Scott Andrew Taylor, Narins Lothar D, Kulkarni Anagha, Castanon Mar, Kao Benjamin, Ihorn Shasta, Siu Yue-Ting, Yoon Ilmi
Department of Computer Science, San Francisco State University, San Francisco, CA, USA.
Department of Psychology, San Francisco State University, San Francisco, CA, USA.
Ext Abstr Hum Factors Computing Syst. 2023 Apr;2023. doi: 10.1145/3544549.3585632. Epub 2023 Apr 19.

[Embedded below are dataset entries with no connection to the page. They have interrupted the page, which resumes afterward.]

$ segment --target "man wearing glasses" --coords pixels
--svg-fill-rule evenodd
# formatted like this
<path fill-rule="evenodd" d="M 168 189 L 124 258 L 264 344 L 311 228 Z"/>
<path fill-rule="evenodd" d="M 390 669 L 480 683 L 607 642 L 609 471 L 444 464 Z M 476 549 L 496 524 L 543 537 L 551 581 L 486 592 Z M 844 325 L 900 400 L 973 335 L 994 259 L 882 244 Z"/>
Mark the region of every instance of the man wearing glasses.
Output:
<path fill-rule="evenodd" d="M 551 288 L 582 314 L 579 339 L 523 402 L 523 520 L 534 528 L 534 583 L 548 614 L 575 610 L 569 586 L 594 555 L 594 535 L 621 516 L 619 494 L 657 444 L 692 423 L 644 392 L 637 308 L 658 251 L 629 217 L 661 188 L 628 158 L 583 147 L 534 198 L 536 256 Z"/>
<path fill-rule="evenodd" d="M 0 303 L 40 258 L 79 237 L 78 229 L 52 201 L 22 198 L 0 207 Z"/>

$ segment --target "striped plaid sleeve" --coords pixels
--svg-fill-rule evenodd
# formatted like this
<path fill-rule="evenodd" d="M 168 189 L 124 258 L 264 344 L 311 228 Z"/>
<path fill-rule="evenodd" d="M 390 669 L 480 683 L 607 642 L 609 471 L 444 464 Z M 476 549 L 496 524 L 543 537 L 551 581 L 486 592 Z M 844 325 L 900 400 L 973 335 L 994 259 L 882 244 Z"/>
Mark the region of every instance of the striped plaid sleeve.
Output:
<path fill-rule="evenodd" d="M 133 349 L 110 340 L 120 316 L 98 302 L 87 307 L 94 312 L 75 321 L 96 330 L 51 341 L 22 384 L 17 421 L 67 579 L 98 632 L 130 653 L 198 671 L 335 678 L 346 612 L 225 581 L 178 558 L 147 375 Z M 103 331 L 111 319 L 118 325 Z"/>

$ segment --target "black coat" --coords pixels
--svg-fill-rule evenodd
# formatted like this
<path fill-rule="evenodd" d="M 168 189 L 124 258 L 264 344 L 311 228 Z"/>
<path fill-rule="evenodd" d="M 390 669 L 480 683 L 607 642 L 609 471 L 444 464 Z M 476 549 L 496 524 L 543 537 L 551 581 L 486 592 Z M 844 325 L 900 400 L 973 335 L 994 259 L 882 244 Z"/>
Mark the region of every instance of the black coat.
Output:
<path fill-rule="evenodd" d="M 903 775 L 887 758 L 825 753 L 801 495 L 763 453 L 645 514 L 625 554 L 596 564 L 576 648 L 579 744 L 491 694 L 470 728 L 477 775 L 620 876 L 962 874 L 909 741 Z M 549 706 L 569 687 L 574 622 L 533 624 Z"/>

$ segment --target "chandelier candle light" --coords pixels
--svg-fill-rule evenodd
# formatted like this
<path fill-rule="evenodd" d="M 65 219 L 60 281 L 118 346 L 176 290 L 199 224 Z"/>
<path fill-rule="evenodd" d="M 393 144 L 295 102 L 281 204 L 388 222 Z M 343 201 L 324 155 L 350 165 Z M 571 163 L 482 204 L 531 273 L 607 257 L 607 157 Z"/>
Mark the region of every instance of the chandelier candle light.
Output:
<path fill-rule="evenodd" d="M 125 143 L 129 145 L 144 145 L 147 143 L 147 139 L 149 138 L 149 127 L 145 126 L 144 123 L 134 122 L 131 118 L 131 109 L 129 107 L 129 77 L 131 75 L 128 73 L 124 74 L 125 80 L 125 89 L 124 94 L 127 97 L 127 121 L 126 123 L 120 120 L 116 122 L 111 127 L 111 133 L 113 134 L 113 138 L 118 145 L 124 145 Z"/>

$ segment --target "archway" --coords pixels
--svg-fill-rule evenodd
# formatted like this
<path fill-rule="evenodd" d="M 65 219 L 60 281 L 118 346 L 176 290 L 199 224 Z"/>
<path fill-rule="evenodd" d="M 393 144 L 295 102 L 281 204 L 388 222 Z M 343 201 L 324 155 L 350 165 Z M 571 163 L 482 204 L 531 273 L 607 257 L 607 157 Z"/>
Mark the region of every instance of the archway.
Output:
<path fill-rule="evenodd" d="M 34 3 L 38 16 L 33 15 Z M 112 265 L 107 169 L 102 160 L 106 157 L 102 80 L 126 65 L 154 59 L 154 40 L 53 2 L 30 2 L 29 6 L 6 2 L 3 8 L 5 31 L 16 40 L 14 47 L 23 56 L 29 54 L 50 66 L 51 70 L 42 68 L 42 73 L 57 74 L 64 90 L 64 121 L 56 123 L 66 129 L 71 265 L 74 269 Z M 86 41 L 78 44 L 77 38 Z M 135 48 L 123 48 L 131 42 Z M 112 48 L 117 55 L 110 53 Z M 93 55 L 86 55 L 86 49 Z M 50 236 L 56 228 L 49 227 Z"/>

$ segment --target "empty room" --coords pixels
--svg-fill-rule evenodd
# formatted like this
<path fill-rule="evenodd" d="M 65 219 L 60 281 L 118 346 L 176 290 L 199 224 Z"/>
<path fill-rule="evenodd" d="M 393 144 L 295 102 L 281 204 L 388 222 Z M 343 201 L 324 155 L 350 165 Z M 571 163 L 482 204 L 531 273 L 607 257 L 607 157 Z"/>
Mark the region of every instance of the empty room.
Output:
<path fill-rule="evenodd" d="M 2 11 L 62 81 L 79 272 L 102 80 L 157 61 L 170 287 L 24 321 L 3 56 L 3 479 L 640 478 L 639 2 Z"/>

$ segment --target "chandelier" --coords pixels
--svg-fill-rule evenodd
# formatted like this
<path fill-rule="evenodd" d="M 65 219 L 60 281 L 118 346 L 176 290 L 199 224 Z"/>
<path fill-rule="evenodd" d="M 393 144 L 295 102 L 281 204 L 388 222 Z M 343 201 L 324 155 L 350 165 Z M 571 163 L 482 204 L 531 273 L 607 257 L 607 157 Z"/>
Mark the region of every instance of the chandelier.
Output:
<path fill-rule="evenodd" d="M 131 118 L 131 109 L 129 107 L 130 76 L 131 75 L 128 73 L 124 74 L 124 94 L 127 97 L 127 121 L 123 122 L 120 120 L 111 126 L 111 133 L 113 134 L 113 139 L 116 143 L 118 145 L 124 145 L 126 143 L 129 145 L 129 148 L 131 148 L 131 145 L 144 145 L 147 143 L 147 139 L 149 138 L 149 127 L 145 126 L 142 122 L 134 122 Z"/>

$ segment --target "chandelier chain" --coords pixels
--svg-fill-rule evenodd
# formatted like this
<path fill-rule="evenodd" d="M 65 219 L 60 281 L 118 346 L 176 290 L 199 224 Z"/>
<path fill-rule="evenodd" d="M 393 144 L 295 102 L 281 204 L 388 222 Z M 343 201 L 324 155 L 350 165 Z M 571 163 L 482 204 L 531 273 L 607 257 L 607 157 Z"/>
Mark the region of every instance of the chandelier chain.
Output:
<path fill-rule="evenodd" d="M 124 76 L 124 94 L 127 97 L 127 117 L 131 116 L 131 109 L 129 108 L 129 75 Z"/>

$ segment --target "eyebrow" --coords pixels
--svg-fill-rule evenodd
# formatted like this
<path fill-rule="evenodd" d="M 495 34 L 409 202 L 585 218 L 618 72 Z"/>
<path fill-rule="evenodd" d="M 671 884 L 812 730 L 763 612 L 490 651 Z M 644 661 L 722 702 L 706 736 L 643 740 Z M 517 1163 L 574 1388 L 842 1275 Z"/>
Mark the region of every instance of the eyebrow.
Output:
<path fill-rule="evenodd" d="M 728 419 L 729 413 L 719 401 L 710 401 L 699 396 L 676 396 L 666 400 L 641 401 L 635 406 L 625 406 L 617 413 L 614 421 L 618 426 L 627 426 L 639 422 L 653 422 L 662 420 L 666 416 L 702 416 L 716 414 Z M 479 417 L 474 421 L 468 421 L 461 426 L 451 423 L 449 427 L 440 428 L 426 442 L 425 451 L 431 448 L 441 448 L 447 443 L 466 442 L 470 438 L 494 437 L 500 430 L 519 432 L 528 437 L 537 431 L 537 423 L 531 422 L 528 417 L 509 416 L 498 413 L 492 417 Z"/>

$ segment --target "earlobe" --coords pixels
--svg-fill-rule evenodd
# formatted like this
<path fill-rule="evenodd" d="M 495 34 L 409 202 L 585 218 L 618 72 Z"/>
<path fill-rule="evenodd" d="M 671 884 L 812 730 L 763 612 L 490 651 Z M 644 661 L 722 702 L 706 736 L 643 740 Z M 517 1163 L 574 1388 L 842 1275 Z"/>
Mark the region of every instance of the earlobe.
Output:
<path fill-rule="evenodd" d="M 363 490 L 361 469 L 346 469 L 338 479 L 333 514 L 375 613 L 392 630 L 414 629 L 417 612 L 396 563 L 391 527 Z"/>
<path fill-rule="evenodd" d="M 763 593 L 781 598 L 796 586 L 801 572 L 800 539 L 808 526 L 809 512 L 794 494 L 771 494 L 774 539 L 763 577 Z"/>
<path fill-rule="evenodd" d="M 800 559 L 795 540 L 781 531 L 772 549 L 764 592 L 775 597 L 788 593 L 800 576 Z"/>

How well a caption fits an image can be difficult to assess due to the subjective nature of caption quality. What is a caption? We investigate this problem by focusing on image-caption ratings and by generating high quality datasets from human feedback with gamification. We validate the datasets by showing a higher level of inter-rater agreement, and by using them to train custom machine learning models to predict new ratings. Our approach outperforms previous metrics - the resulting datasets are more easily learned and are of higher quality than other currently available datasets for image-caption rating.
由于图像描述质量具有主观性,很难评估一个图像描述与图像的匹配程度。什么是图像描述?我们通过关注图像-描述评分,并利用游戏化从人类反馈中生成高质量数据集来研究这个问题。我们通过展示更高水平的评分者间一致性,并使用这些数据集训练定制的机器学习模型来预测新的评分,从而验证了这些数据集。我们的方法优于以前的指标——由此产生的数据集比目前用于图像-描述评分的其他可用数据集更容易学习,且质量更高。